Los ojos de Stefán se cerraron.

– No. Iréis ahora. Ahora mismo -desafió al joven a que le contradijera mirándole fijamente a los ojos-. Examinaréis cada centímetro cuadrado y escribiréis un informe decente, como si se estuviera hablando del escenario de un crimen. Quiero encontrar una fotocopia esperándome en mi mesa mañana por la mañana -señaló la puerta con la mano-. En tu lugar, yo me daría prisa, no vaya a ser que tus compañeros se hayan marchado ya a casa…, dejándote todo el trabajo para ti solo -el joven abrió la boca como para responder, pero se contuvo. Fue hacia la puerta. Cuando estaba en el umbral, Stefán añadió-: Comprueba todas las llamadas entrantes y salientes del teléfono de la casa, así como del móvil de la difunta. Está claro que murió el domingo por la noche, de manera que las llamadas de entonces son, naturalmente, las más importantes.

– Eso haré -respondió el joven con un toque de rencor en la voz. Menudo lío. Estaba ya cansado de todo el día, dispuesto a tumbarse en el sofá y quedarse mirando la tele atontado. No era una idea nada atractiva tener que dedicarse a peinar todo un chalé adosado en busca de Dios sabe qué.

– Sí, y otra cosa -le dijo Stefán con voz fuerte cuando la puerta estaba a punto de encajar en los goznes.

– ¿Eh? -el joven introdujo la cabeza por el hueco de la puerta.

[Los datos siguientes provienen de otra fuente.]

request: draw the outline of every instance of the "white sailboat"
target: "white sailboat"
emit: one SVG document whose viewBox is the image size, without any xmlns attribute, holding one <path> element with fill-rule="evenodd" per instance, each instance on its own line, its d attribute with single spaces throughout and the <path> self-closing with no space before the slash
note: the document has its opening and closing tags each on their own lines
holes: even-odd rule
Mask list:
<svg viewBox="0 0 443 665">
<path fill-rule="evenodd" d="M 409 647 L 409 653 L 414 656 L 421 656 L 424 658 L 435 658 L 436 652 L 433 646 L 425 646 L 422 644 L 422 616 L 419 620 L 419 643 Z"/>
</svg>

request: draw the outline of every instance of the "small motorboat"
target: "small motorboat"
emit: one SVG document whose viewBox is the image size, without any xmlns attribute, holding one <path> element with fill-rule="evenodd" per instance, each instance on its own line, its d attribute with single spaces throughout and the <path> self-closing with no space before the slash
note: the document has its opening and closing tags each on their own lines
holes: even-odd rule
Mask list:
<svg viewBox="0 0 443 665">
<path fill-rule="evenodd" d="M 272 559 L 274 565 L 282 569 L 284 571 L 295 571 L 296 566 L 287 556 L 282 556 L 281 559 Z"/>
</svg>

– Tengo especial interés en saber si Alda telefoneó al móvil de Markús Magnusson esa misma tarde, y cuánto duró la conversación. ¿Entendido?

– Entendido.

La puerta se cerró. Stefán se quedó mirando las claras maderas llenas de vetas mientras reflexionaba. Sabía que tendría que llamar a su colega de las Vestmann para ponerle al tanto de la marcha del caso. Pero no le apetecía lo más mínimo. Eso podía esperar. Ahora tenía que pasarse por el Hospital Nacional, reunirse con el forense y echar un vistazo al cadáver de Alda. Se puso en pie. Tenía que confesarse a sí mismo que no era solamente su trabajo lo que le empujaba a hacerlo. El forense había mencionado que la mujer estaba excepcionalmente retocada…, una palabra que Stefán no comprendió hasta que le dieron una explicación más precisa. La mujer de Stefán estaba siempre dando la vara con que quería aumentarse el pecho, por eso quería ver unos pechos de esos con sus propios ojos. ¿Quién sabe si a lo mejor, en caso de que le gustaran, acababa dando luz verde?